Available Integration Types:

  • Messaging: Kafka, RabbitMQ
  • Data: MongoDB
  • Search: OpenSearch
  • Communication: Twilio, Mailgun
  • Utility: Crypto, OpenAI, Strapi

Testing Extensions

Unit Testing

describe('CustomBridge', () => {
let bridge: CustomBridge

beforeEach(() => {
bridge = new CustomBridge(testConfig)
})

it('should sync to ERP', async () => {
const engagement = createTestEngagement()
const result = await bridge.syncToErp(engagement)
expect(result.success).toBe(true)
})
})

Integration Testing

describe('Custom Workflow', () => {
it('should trigger approval for large orders', async () => {
const engagement = await bridge.createEngagement(largeOrderParams)

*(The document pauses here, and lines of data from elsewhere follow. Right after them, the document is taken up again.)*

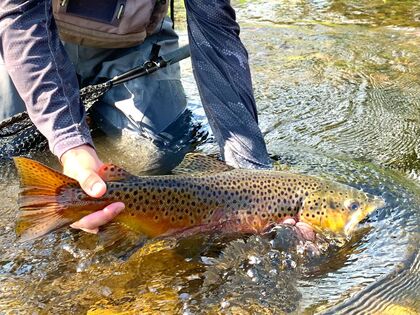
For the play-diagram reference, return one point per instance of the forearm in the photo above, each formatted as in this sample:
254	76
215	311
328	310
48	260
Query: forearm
42	73
221	69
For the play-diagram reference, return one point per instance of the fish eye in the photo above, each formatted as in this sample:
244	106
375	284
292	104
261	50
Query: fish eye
353	205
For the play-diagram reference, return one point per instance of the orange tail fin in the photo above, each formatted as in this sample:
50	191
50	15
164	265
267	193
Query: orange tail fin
40	209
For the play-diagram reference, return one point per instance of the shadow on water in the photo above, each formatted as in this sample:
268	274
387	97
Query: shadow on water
337	86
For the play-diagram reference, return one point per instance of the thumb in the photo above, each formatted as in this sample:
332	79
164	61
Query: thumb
92	184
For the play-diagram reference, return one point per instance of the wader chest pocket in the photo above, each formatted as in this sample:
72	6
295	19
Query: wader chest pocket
109	11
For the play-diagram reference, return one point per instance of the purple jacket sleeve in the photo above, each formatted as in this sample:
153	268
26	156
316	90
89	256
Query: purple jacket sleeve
42	72
221	69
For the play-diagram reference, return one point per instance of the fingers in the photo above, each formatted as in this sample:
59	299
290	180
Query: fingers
82	164
91	222
92	183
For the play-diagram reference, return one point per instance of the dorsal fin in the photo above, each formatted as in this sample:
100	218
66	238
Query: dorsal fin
200	164
112	173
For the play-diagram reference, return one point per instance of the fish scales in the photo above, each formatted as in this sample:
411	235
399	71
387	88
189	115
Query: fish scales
179	202
230	201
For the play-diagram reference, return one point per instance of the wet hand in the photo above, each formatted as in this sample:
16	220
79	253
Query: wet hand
82	164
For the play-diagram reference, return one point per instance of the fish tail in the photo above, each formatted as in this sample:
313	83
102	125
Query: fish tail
41	206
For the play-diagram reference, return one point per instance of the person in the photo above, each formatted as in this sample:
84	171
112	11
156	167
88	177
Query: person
41	73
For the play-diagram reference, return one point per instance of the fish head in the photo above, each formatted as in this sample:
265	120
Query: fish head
338	208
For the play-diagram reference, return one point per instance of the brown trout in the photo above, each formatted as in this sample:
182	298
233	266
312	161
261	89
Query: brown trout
224	200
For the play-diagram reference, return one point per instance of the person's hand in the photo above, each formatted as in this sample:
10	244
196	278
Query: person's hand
82	164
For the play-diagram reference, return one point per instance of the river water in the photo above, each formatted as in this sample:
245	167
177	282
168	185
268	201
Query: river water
337	85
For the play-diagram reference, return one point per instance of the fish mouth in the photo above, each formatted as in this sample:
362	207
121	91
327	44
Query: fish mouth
374	203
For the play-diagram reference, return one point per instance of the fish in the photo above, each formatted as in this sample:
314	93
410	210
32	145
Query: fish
213	197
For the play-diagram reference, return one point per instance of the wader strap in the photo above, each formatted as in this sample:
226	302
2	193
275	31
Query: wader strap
173	13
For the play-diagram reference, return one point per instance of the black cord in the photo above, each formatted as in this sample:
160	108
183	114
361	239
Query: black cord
173	14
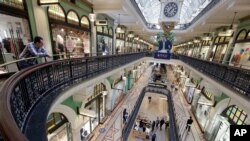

await bridge.updateEngagement(engagement.id, {
status: 'confirmed'
})

// Verify approval workflow triggered
const approvals = await bridge.getPendingApprovals()
expect(approvals).toContain(engagement.id)
})
})

Deployment

Package Your Extensions

my-ecosystem/
├── bridge/
│ └── custom-bridge.ts
├── workers/
│ ├── order-processor.ts
│ └── inventory-sync.ts
└── config/
└── bridge-config.ts

Custom Ecosystems: Your workers, your community, our foundation.